We are a very certain people.  To tweak the old saying, among Mormons you could cut the certainty with a knife.  After all, we are the folks that infamously exalt "I know" over "I believe."  Or, as my friend Brigham would say, Mormons like certainty.

But is all of our certainty healthy or justified?  In Isaiah, we read, "For my thoughts are not your thoughts, neither are your ways my ways, saith the Lord."  Naturally, we are so certain that this scripture applies perfectly to others, but never to ourselves.  "That's the way the world thinks, but in the Church we know better." or "Bro. So-and-So believes that the Gospel requires us to do X, but I know that what the Lord really wants is Y."  Any of this sound familiar?  Sadly, these kinds of statements reveal very little about God, but incredible amounts about our own character, as I illustrate below...

I believe that I am a good and rational being, doing the best I can according to the light I have been given (which, I am certain, is more light than anyone else has).  If I did not sincerely believe that, I would change my thoughts and behavior, right?  Believing that God too must be good and rational (like me) and furthermore possessing all light and knowledge, he must act, feel, and think the same way that I do.  In the end though, this logical move constructs God in my own image rather than mandating that I conform to his.  In spite of my own certainty, the belief in our own individual goodness and rationality has lead members of the Church (among all others) to behave and think in different ways and to build gods to our own taste and specifications.  Living as a Mormon in a predominantly Protestant nation and region, as well as observing and participating in discussions in the Bloggernacle, are ample evidence of that proposition.

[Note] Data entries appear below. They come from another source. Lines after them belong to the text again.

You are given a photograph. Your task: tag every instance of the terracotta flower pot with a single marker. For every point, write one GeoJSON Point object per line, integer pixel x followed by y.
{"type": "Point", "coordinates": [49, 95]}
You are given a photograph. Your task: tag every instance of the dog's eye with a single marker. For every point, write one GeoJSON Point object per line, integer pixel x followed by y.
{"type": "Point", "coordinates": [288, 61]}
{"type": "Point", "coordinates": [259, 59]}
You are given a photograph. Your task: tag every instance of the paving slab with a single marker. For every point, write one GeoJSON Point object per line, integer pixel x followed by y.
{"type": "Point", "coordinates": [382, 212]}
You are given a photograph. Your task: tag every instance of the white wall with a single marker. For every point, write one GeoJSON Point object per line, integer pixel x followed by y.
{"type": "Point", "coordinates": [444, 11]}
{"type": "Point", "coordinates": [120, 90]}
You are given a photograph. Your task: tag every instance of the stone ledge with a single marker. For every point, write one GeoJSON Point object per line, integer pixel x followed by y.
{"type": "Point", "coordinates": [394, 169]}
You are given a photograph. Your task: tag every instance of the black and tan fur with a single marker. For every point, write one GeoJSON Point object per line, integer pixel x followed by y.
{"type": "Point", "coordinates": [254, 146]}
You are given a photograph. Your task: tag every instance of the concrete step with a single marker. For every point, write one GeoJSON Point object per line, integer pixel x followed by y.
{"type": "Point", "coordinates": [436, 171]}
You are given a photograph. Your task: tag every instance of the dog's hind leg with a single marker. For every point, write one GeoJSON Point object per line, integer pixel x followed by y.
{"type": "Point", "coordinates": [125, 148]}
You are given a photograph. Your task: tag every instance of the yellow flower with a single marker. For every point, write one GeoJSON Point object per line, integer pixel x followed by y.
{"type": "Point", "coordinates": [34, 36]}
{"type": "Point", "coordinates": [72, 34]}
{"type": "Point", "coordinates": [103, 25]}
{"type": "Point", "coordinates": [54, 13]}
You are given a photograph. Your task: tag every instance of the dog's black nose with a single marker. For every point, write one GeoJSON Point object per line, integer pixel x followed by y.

Another illustration: Joseph Smith said, "Our heavenly Father is more liberal in His views, and boundless in His mercies and blessings, than we are ready to believe or receive; and at the same time more terrible to the workers of iniquity, more awful in the executions of His punishments, and more ready to detect in every false way, than we are apt to suppose Him to be..."  Some folks (like me) grasp quickly onto the first half of this statement, embracing God's "liberality" (ignoring that this word would have lacked its modern political connotation for him) and open-mindedness as models for our own behavior.  Others (like so many of the anonymous commenters who have recently graced this blog with their presence) would likely latch onto the second half of the statement, emphasizing God's justice (always inflicted on others) and impeccable morality (which would of course conform to their own morality).  My point here is not to point fingers at any one group or way of thinking.  Blame for such hypocrisy is to be spread widely here.  Which part of the quote we prefer, as well as the types of scriptures that we prefer (from the title of this blog, my own preference is clear), ultimately tells us who we are and where we stand but does not further illuminate the nature of God.

I suspect that at some future day, when we "know as we are known," we will see that the true God is quite different than the small gods we have built for ourselves.  That goes for all of us.  I suspect that what He will reveal at that time will show us that His thinking and His plans have always been a mystery to us, seen only through a glass darkly.  And I suspect that He will care about quite a few things that we have forgotten, and likewise not give a fig for many of our most cherished certainties.  Should we not then be humble in our contemporary assertions of God's thoughts and our determination that we do know His mind and will?